D-List helps put Kathy Griffin on A-List; Griffin now an Emmy winner and YouTube hit (The Province)

Kathy Griffin is on a roll. At least a Kathy Griffin kind of roll.

Last week, on a New Year's Eve telecast with Anderson Cooper on CNN, Griffin used a squelch made popular by nightclub comedians from time immemorial that features some salty language. Going to commercial, Griffin shouted good-naturedly to a bystander, "I don't go to your job and knock the d---s out of your mouth."

Perfectly acceptable in a comedy club. But on the venerable news station? Turns out that's OK, too.

Griffin, who performs two shows at the River Rock Show Theatre on Saturday, insists she thought the program had already gone to a break. When she found out otherwise, she immediately turned to her co-host and said, "Are you in trouble? Am I in trouble? Are we fired? Are you fired?" Cooper was nonplussed. "He acted like it was nothing," she says on the phone from her home in Los Angeles. "He said, 'No! It's cable. The FCC doesn't govern it.'"

Still, it got people talking. Which is something the self-proclaimed D-list celebrity covets. She also revelled in her 2007 Primetime Emmy win for her reality series Kathy Griffin: My Life on the D-List when she accepted the award saying, "Suck it, Jesus. This award is my god now." That bon mot got her condemned by the Catholic League. All well and good for the lapsed Catholic. But the joke on CNN has made her an instant splash on the Internet.
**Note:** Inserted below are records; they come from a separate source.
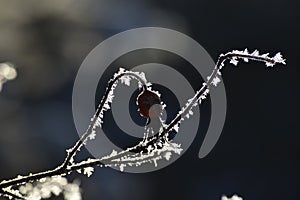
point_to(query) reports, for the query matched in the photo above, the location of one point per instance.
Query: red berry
(145, 101)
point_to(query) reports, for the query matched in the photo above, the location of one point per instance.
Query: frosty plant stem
(149, 150)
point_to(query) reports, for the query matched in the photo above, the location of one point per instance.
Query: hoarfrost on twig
(149, 150)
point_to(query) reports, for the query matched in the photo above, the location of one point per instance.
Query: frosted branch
(149, 150)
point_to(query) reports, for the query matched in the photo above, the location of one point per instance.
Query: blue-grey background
(257, 155)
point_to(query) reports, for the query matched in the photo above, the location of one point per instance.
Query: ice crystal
(51, 185)
(7, 73)
(149, 150)
(88, 171)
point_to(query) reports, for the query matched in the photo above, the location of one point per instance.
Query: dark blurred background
(257, 156)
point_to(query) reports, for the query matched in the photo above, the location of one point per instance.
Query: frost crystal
(7, 73)
(52, 185)
(88, 171)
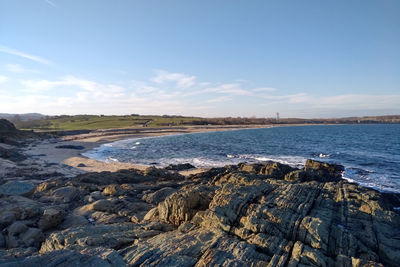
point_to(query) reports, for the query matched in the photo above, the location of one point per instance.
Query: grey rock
(17, 188)
(51, 218)
(66, 194)
(158, 196)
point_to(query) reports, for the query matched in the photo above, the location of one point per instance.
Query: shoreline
(48, 152)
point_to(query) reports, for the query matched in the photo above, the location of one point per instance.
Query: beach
(47, 150)
(61, 207)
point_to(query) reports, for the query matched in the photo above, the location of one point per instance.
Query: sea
(370, 153)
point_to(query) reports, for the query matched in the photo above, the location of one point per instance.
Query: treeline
(248, 121)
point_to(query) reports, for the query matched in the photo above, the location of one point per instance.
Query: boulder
(180, 167)
(51, 218)
(158, 196)
(7, 127)
(182, 205)
(322, 171)
(16, 228)
(66, 194)
(17, 188)
(11, 154)
(33, 237)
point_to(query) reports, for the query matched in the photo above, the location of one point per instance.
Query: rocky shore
(266, 214)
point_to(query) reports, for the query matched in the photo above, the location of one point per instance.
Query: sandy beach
(48, 151)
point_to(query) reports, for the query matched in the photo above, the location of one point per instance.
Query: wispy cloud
(15, 52)
(228, 88)
(40, 86)
(17, 68)
(3, 79)
(182, 80)
(220, 99)
(50, 3)
(264, 89)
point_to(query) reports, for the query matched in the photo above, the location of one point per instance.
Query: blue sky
(309, 58)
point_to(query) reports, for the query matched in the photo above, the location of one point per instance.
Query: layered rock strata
(247, 215)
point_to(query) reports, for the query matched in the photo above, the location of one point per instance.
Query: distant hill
(93, 122)
(15, 118)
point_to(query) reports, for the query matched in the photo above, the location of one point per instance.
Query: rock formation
(247, 215)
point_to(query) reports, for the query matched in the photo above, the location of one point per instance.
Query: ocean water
(370, 153)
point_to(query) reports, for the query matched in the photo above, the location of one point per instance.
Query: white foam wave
(111, 159)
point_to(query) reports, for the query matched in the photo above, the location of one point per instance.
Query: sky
(311, 58)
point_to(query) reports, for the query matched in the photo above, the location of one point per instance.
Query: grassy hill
(92, 122)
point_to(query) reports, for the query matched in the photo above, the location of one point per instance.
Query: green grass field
(91, 122)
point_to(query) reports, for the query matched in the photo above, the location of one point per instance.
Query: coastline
(122, 217)
(48, 153)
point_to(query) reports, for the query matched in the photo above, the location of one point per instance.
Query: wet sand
(48, 152)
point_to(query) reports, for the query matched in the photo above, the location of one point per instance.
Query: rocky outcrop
(250, 215)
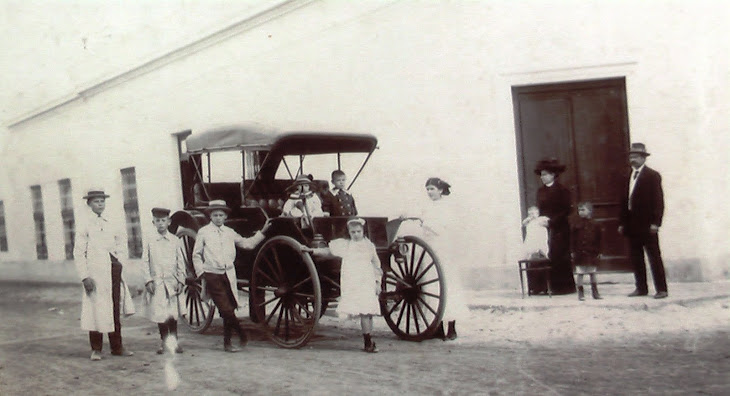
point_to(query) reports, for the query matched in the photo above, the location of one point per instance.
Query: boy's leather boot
(594, 289)
(451, 334)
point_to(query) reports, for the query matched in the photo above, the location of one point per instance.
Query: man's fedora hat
(638, 148)
(160, 212)
(549, 164)
(95, 193)
(217, 204)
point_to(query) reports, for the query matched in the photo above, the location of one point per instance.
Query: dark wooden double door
(585, 125)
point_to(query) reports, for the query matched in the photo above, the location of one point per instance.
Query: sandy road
(42, 351)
"You have no idea how excited I am at the age of 48 to be a YouTube sensation," she says. "I have never in my whole career had what they call the YouTube moment and now it's had something like a million views. I am absolutely in heaven. I live for this s--t."

With all this publicity, it's only fitting that in her fifth season, which airs on Bravo in the U.S. and the Comedy Network in Canada, the theme is that she's an A-lister in training. So she gets advice from the likes of Bette Midler, Rosie O'Donnell, Gloria Estefan and Lily Tomlin. In fact, Griffin is coming up a day early just to catch Tomlin, who's appearing at the same venue on Friday. (See story on opposite page.)

"When I talk to Lily Tomlin," Griffin says, "I'm sure that she will be one of many, many Oscar nominees and Grammy winners that will say, 'Maybe you shouldn't say things like that.' But I can't help myself!"

She dishes it out and her fans eat it up. Griffin draws from all quarters but is especially popular in the gay community.

"I call them the unshockable gays," she says. To her, they're the ideal audience because they're an oppressed minority who have real world problems they are confronted with daily.

"Who knows if somebody used a slur or if in any way they had to deal with any kind of anti-gay sentiment in their day," she says, "so by the time they come to a comedy show they're just willing to go there with me. They want to laugh. Gay audiences are the very least likely to walk out in shock at anything I say. I mean, what haven't they heard?"

If there happens to be a dissatisfied customer or two, though, she doesn't sweat it. On the contrary, she welcomes it.

"I like to think I haven't really done my job until at least one person's walked out," she says.